Somewhere during their journey from birth to adulthood, girls are being dissuaded from pursuing courses or careers in the STEM industries, although the exact reasons are unclear. Research has shown that girls as young as six years old dissociate themselves from ‘brilliance’ and subsequently avoid many of the options and careers linked to the notion (including STEM fields). There has also been a suggestion that young girls feel pressurised to perform and therefore lack the confidence to try challenging topics like technology. Why?
Parents and teachers carry huge influence, but the main challenge is overcoming the wider societal issue of how women are represented and viewed, and the career expectations placed upon them by their gender. For example, there was uproar when Engineering Barbie was released, with cries of ‘sexism’ despite intentions being the exact opposite, and much surprise when the real-life Q (a gadget whiz from MI6 depicted in the Bond movies as a male) was revealed as being female. Why should we be surprised? The reaction suggests that our society still struggles under pre-conceived ideas about what roles women are capable of taking on.
Changing a societal norm and expectation is a long and lengthy process, but we can all play a part to support it. As a woman working for a technology company, I try to be visible in my role – in the words of Marian Wright Edelman, “you can’t be what you can’t see”. As a company we promote our roles to women and men equally, taking pains to emphasise the diversity of jobs available in a company like ours and we’re also exploring the area of unconscious bias in our recruitment.

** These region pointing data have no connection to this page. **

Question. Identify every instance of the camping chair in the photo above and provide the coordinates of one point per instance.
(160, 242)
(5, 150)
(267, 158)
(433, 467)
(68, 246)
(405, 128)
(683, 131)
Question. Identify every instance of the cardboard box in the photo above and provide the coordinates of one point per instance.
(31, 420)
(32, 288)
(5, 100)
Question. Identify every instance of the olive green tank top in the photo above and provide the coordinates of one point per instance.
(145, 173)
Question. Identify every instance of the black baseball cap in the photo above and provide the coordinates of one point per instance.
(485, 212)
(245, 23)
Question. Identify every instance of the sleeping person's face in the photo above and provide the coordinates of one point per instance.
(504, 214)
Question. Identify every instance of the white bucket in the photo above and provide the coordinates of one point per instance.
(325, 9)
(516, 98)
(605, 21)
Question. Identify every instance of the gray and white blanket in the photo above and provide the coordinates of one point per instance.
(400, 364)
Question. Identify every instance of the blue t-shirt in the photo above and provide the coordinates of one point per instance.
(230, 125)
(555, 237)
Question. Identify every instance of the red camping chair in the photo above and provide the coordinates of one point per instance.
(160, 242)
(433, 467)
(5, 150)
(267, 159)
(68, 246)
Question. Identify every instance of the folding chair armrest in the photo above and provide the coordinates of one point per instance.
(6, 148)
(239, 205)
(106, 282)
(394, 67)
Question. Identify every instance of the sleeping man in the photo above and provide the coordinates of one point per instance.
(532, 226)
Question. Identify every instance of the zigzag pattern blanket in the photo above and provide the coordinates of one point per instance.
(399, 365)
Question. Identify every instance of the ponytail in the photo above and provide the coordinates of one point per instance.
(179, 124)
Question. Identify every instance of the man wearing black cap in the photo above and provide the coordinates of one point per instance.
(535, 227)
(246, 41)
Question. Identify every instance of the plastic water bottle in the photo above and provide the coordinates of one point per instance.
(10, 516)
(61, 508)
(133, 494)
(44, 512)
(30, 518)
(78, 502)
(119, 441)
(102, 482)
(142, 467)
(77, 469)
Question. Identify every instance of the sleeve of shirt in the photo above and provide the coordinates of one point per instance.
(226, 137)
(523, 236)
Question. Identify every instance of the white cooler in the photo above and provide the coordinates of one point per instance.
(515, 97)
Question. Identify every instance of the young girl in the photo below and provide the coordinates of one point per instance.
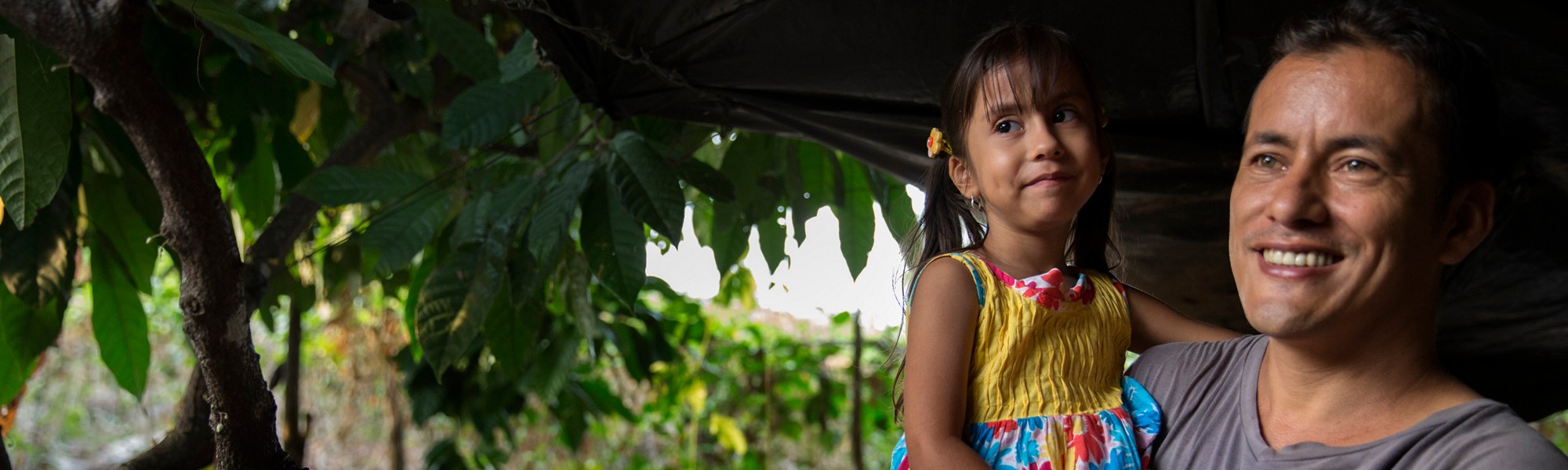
(1017, 336)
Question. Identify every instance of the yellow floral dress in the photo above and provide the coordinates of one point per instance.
(1045, 377)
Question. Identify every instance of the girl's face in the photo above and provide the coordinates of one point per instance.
(1034, 164)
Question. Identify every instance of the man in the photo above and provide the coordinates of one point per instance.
(1363, 176)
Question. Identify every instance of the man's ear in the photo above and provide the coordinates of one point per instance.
(1468, 222)
(964, 178)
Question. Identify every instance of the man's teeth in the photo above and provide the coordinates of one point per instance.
(1299, 259)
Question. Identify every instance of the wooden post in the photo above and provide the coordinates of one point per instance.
(857, 438)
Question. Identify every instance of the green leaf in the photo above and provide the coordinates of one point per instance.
(579, 305)
(412, 305)
(648, 189)
(708, 181)
(520, 60)
(459, 42)
(819, 186)
(15, 367)
(454, 303)
(898, 209)
(556, 212)
(294, 57)
(134, 175)
(755, 165)
(603, 400)
(405, 62)
(482, 115)
(294, 162)
(258, 189)
(474, 223)
(445, 457)
(857, 220)
(738, 287)
(27, 331)
(35, 128)
(731, 236)
(341, 186)
(123, 230)
(771, 237)
(404, 231)
(120, 324)
(37, 264)
(514, 333)
(614, 242)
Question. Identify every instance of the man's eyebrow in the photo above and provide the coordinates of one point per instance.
(1359, 142)
(1271, 139)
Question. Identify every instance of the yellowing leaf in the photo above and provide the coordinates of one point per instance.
(730, 435)
(697, 397)
(308, 112)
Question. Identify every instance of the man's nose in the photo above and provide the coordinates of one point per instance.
(1298, 200)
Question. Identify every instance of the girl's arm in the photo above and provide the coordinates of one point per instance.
(937, 367)
(1156, 324)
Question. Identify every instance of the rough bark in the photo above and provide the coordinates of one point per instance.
(294, 436)
(5, 460)
(103, 43)
(191, 444)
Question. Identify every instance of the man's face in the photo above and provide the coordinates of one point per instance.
(1335, 222)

There should also soon be lots of research to help better understand the issue and where it starts – the Open University is working on a project in India, where attitudes towards women in the IT sector are very different to ours. Internationally, Melinda Gates has vowed to invest US$80 million to collecting reliable data on the issue to inform initiatives to attract more women to tech roles.

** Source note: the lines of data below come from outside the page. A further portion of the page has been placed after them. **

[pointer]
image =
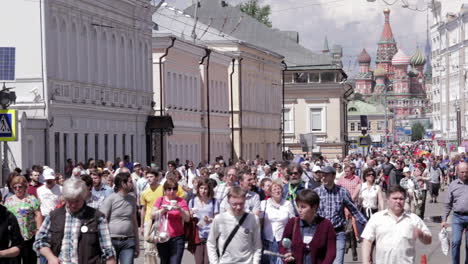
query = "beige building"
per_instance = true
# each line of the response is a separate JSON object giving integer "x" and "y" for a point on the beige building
{"x": 240, "y": 116}
{"x": 316, "y": 103}
{"x": 188, "y": 71}
{"x": 256, "y": 100}
{"x": 376, "y": 123}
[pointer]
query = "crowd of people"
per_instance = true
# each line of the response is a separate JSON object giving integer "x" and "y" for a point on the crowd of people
{"x": 312, "y": 210}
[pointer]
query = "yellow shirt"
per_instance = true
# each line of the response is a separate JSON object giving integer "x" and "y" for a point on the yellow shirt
{"x": 149, "y": 197}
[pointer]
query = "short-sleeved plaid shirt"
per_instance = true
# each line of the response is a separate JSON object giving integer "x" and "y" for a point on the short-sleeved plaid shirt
{"x": 69, "y": 249}
{"x": 332, "y": 204}
{"x": 350, "y": 183}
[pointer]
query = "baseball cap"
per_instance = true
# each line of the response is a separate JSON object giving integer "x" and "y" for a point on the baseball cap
{"x": 328, "y": 170}
{"x": 316, "y": 168}
{"x": 48, "y": 174}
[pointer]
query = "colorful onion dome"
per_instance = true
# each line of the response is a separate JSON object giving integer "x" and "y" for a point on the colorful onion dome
{"x": 401, "y": 58}
{"x": 364, "y": 57}
{"x": 418, "y": 59}
{"x": 379, "y": 72}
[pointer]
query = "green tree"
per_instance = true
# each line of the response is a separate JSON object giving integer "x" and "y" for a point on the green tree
{"x": 253, "y": 9}
{"x": 417, "y": 132}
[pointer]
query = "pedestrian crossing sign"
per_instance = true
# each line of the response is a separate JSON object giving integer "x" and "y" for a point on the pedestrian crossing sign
{"x": 8, "y": 125}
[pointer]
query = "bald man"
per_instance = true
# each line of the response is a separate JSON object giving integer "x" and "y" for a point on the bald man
{"x": 457, "y": 202}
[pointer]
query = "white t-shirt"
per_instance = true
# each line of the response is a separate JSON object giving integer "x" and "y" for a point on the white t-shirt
{"x": 191, "y": 174}
{"x": 369, "y": 196}
{"x": 49, "y": 198}
{"x": 395, "y": 240}
{"x": 275, "y": 217}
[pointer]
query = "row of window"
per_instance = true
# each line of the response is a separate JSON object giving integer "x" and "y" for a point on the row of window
{"x": 87, "y": 53}
{"x": 356, "y": 126}
{"x": 67, "y": 146}
{"x": 316, "y": 120}
{"x": 310, "y": 77}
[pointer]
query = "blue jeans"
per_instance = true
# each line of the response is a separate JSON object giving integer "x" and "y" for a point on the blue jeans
{"x": 271, "y": 246}
{"x": 124, "y": 250}
{"x": 42, "y": 260}
{"x": 172, "y": 251}
{"x": 459, "y": 222}
{"x": 340, "y": 247}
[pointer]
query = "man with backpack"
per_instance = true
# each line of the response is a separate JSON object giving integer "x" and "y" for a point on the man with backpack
{"x": 241, "y": 244}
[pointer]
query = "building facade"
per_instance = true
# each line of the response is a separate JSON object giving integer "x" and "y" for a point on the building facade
{"x": 449, "y": 93}
{"x": 376, "y": 123}
{"x": 188, "y": 71}
{"x": 83, "y": 79}
{"x": 398, "y": 81}
{"x": 322, "y": 100}
{"x": 239, "y": 92}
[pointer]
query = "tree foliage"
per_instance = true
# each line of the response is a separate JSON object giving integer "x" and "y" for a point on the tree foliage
{"x": 358, "y": 97}
{"x": 261, "y": 13}
{"x": 417, "y": 132}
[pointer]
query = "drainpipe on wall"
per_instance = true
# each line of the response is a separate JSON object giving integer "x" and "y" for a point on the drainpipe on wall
{"x": 207, "y": 81}
{"x": 232, "y": 109}
{"x": 45, "y": 93}
{"x": 346, "y": 96}
{"x": 161, "y": 89}
{"x": 282, "y": 110}
{"x": 240, "y": 107}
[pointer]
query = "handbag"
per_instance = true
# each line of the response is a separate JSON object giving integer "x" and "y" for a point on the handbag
{"x": 231, "y": 236}
{"x": 191, "y": 229}
{"x": 158, "y": 232}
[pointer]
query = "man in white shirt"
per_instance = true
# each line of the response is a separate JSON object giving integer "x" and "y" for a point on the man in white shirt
{"x": 252, "y": 199}
{"x": 49, "y": 194}
{"x": 221, "y": 190}
{"x": 394, "y": 232}
{"x": 246, "y": 244}
{"x": 215, "y": 174}
{"x": 192, "y": 172}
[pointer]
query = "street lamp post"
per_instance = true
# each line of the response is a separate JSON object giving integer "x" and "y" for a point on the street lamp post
{"x": 457, "y": 106}
{"x": 7, "y": 97}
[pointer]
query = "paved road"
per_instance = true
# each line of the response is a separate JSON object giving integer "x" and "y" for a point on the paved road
{"x": 433, "y": 251}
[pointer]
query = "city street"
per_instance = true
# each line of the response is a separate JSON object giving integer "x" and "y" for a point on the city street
{"x": 433, "y": 251}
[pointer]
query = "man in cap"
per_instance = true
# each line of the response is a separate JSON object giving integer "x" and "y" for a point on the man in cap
{"x": 317, "y": 175}
{"x": 49, "y": 194}
{"x": 295, "y": 185}
{"x": 333, "y": 200}
{"x": 75, "y": 233}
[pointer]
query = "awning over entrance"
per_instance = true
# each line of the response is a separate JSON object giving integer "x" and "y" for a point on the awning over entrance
{"x": 163, "y": 123}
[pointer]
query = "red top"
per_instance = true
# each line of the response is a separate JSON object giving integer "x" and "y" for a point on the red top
{"x": 32, "y": 190}
{"x": 175, "y": 225}
{"x": 323, "y": 244}
{"x": 350, "y": 183}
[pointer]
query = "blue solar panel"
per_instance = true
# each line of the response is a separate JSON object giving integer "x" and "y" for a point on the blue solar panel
{"x": 7, "y": 64}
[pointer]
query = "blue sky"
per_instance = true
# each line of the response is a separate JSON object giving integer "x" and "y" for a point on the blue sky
{"x": 354, "y": 24}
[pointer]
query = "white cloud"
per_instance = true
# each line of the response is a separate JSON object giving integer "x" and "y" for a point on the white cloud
{"x": 354, "y": 24}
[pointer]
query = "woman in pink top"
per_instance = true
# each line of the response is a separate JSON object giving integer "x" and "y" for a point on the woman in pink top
{"x": 176, "y": 211}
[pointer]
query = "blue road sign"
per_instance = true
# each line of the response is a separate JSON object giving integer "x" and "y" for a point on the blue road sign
{"x": 7, "y": 64}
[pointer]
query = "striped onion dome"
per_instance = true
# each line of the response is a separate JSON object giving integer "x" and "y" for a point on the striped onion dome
{"x": 379, "y": 72}
{"x": 418, "y": 58}
{"x": 401, "y": 58}
{"x": 364, "y": 57}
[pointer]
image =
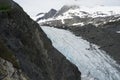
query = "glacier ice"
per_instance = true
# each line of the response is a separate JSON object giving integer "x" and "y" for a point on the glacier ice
{"x": 93, "y": 63}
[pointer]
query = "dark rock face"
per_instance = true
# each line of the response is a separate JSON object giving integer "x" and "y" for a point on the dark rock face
{"x": 50, "y": 14}
{"x": 25, "y": 42}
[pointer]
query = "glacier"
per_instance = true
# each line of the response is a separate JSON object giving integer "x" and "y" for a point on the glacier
{"x": 93, "y": 63}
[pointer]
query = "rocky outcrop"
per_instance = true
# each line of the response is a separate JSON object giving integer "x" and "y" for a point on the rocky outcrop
{"x": 27, "y": 52}
{"x": 8, "y": 72}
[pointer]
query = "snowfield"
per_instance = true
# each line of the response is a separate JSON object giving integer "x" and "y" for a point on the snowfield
{"x": 93, "y": 63}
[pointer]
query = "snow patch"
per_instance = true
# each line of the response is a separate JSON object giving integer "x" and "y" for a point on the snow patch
{"x": 93, "y": 63}
{"x": 81, "y": 24}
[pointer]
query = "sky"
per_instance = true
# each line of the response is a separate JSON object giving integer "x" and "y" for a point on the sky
{"x": 33, "y": 7}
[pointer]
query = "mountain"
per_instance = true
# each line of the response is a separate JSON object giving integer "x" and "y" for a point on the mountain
{"x": 93, "y": 62}
{"x": 50, "y": 14}
{"x": 26, "y": 53}
{"x": 79, "y": 16}
{"x": 88, "y": 35}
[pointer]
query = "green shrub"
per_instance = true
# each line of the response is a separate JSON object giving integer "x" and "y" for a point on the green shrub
{"x": 8, "y": 55}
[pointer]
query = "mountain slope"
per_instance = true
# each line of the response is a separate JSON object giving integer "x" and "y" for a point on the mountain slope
{"x": 93, "y": 62}
{"x": 79, "y": 16}
{"x": 27, "y": 52}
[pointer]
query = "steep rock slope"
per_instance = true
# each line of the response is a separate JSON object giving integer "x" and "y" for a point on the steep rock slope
{"x": 25, "y": 47}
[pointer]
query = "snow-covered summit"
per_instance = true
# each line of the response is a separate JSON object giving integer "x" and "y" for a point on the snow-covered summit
{"x": 70, "y": 15}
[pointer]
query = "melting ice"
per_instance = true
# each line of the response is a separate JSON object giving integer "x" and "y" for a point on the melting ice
{"x": 93, "y": 63}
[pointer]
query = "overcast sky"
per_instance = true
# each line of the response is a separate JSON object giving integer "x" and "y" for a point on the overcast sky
{"x": 33, "y": 7}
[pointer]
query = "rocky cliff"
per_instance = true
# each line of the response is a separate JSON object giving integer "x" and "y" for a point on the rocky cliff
{"x": 25, "y": 51}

It also helps to talk about it, and the media interest in the issue will only help inform the public discussion and educate parents, teachers and young people that gender is not a barrier when it comes to pursuing a career in STEM industries.
We may have to be patient – it will take over a decade for the six-year-olds of today to start applying for jobs in tech – but let’s hope we are witnessing the beginning of a tidal shift to lessen the gender disparity and, more generally, help meet the rising demand for talent in an exciting, evolving industry that is growing exponentially.